Constrainted real estate made a 90° flip the perfect space saver. With Meze's 112dB/1mW spec, medium gain came on too strong. Low gain was perfect. Into the Soloist the H1 acted as single-ended fixed 2Vrms DAC. For counterpoint it reverted to variable headfi drive. Source was a super-cap'd Soundaware D300Pro in S/PDIF SD card mode. Here my two amp flavors were like immediate suburbian neighbors in a plot where all houses look the same then cluster tight. Hence sonics were far more similar. For a personal album favorite to zero in on very well-recorded string transients of unusual timbres like the Uzbek tanbur or Indian slide guitar, Hector Zazou's ambient In the House of Mirrors served up tunes. Which amp hovered closer atop their exotic strings like a virtual spot mic? By this I mean perceived verticality of rising edges; how much metallic overtone glitter they packed. This wasn't about recorded truth. To mere mortals not privy to the recording then mastering session, that remains an unknowable myth. This was about minor differences from playback hardware, here half silvery cool half copperish warm persuasion with well-above average density. In general terms it meant a pentode/triode mix, both 3rd and 2nd harmonic, push/pull not single-ended.
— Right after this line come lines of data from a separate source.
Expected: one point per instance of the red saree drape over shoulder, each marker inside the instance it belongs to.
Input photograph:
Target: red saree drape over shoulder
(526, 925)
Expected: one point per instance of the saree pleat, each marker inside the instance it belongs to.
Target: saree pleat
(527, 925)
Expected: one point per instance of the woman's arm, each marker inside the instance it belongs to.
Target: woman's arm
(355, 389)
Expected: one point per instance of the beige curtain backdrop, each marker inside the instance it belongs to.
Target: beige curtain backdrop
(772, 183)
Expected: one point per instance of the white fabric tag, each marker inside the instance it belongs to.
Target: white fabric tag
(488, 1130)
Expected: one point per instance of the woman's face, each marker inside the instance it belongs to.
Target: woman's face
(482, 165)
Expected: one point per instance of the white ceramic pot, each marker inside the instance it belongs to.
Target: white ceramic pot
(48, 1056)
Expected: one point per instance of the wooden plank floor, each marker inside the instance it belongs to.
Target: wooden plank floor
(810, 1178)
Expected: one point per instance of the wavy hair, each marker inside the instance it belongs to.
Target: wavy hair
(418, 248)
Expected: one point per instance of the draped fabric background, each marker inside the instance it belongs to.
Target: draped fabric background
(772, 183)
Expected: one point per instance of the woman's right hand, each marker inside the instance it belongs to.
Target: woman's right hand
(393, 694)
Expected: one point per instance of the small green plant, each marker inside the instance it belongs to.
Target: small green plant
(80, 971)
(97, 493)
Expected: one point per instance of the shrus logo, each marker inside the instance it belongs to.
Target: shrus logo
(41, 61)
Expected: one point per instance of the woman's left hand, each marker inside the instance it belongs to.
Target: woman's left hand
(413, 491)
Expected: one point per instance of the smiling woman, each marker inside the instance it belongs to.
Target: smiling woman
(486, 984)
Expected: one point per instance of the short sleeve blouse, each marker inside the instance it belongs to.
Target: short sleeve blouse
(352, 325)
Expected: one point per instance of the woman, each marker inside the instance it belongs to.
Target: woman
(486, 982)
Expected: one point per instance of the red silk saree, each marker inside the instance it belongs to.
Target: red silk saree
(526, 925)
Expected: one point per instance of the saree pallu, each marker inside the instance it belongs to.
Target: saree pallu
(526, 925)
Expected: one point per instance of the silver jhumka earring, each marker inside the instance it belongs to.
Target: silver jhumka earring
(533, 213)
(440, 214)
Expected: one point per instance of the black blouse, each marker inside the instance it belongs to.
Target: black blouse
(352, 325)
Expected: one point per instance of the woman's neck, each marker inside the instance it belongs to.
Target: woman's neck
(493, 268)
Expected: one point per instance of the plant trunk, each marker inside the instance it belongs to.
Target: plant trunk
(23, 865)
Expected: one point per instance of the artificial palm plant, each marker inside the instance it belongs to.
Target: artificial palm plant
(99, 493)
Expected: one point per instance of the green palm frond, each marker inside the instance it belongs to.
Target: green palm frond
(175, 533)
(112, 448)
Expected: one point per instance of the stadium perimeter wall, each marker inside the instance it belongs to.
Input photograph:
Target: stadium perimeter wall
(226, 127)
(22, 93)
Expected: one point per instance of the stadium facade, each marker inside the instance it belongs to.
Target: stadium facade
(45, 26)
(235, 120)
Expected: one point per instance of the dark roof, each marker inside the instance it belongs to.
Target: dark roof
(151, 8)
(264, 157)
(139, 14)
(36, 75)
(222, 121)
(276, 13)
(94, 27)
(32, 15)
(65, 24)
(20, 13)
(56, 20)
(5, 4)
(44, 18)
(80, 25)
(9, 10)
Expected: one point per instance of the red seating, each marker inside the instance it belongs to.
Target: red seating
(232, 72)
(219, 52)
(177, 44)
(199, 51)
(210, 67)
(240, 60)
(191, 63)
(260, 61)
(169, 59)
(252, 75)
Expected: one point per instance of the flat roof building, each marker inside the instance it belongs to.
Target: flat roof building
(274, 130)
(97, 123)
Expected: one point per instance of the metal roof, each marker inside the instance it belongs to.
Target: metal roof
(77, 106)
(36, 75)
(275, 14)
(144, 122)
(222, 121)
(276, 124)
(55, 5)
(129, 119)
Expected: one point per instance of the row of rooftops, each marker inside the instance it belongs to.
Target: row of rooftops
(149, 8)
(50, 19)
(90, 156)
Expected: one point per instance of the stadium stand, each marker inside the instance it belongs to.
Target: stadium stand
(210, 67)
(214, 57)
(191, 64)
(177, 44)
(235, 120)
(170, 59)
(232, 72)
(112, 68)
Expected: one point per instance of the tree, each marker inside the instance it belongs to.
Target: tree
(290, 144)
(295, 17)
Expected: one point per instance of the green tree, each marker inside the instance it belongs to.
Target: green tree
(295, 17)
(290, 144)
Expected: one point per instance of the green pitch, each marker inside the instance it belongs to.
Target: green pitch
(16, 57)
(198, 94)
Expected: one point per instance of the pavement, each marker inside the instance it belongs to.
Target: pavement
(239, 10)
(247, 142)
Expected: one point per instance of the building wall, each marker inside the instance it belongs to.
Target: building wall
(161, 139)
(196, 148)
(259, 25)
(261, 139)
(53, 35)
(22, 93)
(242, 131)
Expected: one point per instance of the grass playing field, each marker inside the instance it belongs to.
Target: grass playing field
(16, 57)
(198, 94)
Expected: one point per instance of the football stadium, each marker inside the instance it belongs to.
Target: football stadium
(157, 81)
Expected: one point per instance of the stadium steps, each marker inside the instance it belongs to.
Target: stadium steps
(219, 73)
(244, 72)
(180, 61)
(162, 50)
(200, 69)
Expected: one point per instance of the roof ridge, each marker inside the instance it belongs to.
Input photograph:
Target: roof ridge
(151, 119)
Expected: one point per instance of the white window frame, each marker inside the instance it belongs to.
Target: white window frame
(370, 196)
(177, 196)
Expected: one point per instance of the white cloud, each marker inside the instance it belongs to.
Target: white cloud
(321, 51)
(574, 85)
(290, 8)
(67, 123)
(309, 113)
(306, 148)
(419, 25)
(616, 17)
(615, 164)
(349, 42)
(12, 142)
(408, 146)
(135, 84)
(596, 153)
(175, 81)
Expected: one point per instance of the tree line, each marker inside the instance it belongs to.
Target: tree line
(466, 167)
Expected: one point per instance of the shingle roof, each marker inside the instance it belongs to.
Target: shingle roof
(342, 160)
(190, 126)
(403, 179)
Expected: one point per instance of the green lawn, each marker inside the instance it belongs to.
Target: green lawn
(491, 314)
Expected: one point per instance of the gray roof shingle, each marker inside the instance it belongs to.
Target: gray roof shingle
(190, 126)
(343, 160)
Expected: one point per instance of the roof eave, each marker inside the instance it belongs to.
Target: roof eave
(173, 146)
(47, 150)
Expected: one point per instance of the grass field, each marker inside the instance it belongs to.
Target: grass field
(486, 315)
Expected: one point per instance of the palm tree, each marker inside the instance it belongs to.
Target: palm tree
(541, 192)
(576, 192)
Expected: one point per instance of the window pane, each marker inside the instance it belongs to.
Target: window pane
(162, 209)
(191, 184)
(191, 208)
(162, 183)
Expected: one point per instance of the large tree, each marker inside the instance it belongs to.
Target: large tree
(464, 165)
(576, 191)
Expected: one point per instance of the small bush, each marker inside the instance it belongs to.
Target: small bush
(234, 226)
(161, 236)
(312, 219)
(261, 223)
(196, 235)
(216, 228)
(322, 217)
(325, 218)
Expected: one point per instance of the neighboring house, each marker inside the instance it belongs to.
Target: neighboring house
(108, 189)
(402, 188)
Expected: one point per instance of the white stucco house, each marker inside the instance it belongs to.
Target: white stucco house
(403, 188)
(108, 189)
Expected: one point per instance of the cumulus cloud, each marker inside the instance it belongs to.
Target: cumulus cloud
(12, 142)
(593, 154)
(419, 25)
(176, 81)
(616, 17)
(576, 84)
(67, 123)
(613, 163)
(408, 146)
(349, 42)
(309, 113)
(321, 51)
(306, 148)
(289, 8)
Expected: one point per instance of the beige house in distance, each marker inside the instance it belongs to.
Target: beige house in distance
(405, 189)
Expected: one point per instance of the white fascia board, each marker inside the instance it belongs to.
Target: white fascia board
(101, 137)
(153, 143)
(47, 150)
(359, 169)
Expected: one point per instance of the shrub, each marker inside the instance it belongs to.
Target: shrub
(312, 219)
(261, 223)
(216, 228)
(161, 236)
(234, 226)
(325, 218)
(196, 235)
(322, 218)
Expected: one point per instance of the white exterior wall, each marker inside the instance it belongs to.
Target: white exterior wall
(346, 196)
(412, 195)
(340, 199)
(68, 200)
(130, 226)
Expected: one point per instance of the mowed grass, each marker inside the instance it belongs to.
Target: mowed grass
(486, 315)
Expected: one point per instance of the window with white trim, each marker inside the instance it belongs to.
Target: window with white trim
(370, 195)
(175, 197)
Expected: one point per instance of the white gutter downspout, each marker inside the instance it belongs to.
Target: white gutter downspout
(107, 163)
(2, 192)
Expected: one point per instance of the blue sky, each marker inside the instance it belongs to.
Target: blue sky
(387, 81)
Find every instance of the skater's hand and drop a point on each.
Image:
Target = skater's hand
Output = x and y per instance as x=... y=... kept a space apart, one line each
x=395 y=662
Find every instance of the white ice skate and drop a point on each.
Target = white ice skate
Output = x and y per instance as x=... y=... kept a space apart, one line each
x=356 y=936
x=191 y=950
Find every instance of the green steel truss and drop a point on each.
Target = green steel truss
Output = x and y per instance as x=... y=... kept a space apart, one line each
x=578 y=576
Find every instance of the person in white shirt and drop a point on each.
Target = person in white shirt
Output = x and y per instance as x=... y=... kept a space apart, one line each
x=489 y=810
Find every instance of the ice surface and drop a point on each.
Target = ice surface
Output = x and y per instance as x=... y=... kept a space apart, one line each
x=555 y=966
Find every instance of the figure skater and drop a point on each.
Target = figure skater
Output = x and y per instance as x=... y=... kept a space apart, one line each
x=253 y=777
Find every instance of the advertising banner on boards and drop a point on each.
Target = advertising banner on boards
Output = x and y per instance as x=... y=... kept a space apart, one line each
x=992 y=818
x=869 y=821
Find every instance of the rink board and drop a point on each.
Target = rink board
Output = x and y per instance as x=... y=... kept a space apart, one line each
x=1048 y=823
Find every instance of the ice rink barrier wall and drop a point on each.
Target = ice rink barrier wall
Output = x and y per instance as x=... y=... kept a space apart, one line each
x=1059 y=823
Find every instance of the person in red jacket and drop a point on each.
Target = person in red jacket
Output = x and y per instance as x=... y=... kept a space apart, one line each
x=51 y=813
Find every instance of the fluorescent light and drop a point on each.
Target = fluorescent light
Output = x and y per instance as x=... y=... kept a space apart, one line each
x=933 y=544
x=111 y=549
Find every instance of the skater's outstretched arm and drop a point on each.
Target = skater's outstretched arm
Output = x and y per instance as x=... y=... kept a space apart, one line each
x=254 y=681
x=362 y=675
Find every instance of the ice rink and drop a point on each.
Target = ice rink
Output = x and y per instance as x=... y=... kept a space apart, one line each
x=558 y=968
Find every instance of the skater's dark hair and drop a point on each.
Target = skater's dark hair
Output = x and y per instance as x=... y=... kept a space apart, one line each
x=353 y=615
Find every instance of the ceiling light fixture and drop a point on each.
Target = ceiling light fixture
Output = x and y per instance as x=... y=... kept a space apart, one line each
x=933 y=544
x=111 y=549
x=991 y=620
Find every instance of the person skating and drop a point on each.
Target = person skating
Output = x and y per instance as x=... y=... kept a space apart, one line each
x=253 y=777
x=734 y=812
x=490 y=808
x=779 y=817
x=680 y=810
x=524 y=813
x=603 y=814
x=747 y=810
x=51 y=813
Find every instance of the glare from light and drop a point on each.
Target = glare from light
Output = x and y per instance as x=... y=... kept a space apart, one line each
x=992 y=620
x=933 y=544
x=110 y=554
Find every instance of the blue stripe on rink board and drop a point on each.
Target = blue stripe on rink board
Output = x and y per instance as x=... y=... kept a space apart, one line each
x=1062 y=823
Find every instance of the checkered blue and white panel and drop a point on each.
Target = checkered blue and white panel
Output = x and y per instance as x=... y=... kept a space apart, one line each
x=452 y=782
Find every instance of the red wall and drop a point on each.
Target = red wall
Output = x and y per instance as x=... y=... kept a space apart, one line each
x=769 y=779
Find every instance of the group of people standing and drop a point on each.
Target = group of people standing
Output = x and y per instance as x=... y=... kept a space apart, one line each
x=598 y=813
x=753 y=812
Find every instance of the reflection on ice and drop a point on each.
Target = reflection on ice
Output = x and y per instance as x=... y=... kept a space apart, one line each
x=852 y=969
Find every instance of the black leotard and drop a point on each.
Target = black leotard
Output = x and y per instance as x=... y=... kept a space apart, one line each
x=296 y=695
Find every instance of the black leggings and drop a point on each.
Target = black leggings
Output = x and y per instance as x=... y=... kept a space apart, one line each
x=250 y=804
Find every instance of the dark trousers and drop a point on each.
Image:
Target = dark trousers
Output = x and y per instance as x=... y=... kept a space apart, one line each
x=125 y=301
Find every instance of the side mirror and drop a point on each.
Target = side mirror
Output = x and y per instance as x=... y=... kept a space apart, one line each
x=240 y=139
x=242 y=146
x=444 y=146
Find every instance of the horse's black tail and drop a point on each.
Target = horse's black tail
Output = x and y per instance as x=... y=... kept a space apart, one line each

Whilst these two were near neighbors, keen attention concluded that the COS exhibited more fruity acidity and tang. That gave complex timbres a tad more freshness. Think oxalic acid. If not cloyed in sugar, it's how rhubarb retains its telltale twangy sourness. That probably was slightly more 3rd-harmonic THD for the H1. It meant a certain extra degree of incisiveness on a sitar's sympathetic strings or swarmandal's crystalline pungency. The Soloist captured those aspects slightly more matte so less piquant. This was subtle stuff relevant only by direct comparison. General consumption calls these far more alike than not, making a purchase decision more about looks, power, features and fan. How about generic vs high-current power adapter?

A hearty German sandwich on thickly sliced country bread with cured ham and fried eggs is not Down Under's Mad Max but a Strammer Max. That roughly translates to 'strapping'. Et voilà, the difference. With upgraded power supply, maxismo's strapping elements—musical dynamics, rhythmic grip, image outline definition—gained certitude. On this somewhat circular track it progressed from one revolution flowing into the next to prancing and rollicking down the same terrain with strut and swagger. Call it a matter of attitude. Throw in more ripped muscle tone for another pointer on improved fitness. This was presumably due stiffer current. If so, from stiffer to more strapping even makes letter sense. It certainly made ear sense!

For some more of that 'tude, this Morricone medley for brasses has the measure and power.

For more of that—and champion chops—there's this.

With virtually endless headroom boosted by the 'Super Charger', the Burson scaled up such brassy bodaciousness to levels fit for the occasion if not long-term ear health. Whilst scaling up ought to be no more than extra clicks on a volume control, it's often betrayed by compounding signs of stress. I doubt that one can stress out the Soloist. Its power reserves are so overbuilt that control tracks escalating loudness without letting go. It's a Krellian kind of muscle amp; for headfi. It explains why my music selections drifted in this high-octane direction.